Non-Disclosure Agreement

This Non-Disclosure Agreement is between us, the Receiving party, and you, the Disclosing party, as a seeker of our services. In order to avail our services you need to abide by the terms and conditions given in this Agreement. Please read this Agreement carefully before registering and using our services.

  • Receiving Party agrees to hold confidential or proprietary information or trade secrets in trust and confidence and agrees that it shall be used only for the contemplated purposes. It shall not be used for any other purpose, or disclosed to any third party. “Confidential Information” shall include all information or material that has or could have commercial value or other utility in the business in which Disclosing Party is engaged. If Confidential Information is in written form, the Disclosing Party shall label or stamp the materials with the word “Confidential” or some similar warning. If Confidential Information is transmitted orally, the Disclosing Party shall promptly provide a writing indicating that such oral communication constituted Confidential Information.

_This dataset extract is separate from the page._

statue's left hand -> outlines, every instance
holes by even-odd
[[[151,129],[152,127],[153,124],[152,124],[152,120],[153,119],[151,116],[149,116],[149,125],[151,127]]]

    The Receiving party shall limit disclosure of Confidential Information within its own organization to its directors, officers, partners, members and/or employees having a need to know and shall not disclose Confidential Information to any third party (whether an individual, corporation, or other entity) without prior written consent. No copies will be made or retained of any written information or prototypes supplied without the permission of the Disclosing party. At the conclusion of any discussions, or upon demand by the Disclosing party, the Receiving party shall return all confidential information, including prototypes, written notes, photographs, sketches, models, memoranda or notes taken from the Disclosing party.
  • Confidential Information shall not be deemed proprietary and the Receiving party shall have no obligation with respect to such information where the information: (a) publicly known at the time of disclosure or subsequently becomes publicly known through no fault of the Receiving Party; (b) was known to the Receiving party or created by the Receiving party prior to receiving any of the Confidential Information from Disclosing party; (c) learned by the Receiving Party through legitimate means other than from the Disclosing Party or Disclosing Party’s representatives; or (d) is disclosed by Receiving Party with Disclosing Party’s prior written approval.
  • Receiving party agrees that all Confidential Information shall remain the property of the Disclosing party, and that Disclosing party may use such Confidential Information for any purpose without obligation to the Receiving party. Nothing contained herein shall be construed as granting or implying any transfer of rights to the Receiving party in the Confidential Information, or any patents or other intellectual property protecting or relating to the Confidential Information.
  • The obligations of this Agreement shall be continuing until the Confidential Information disclosed to Receiving party is no longer confidential or until Disclosing Party sends Receiving Party written notice releasing Receiving Party from this Agreement, whichever occurs first.
  • This Agreement and its validity, construction and effect shall be governed by the laws of India. In the event that this agreement, is breached, any and all disputes must be settled in a court of competent jurisdiction in India.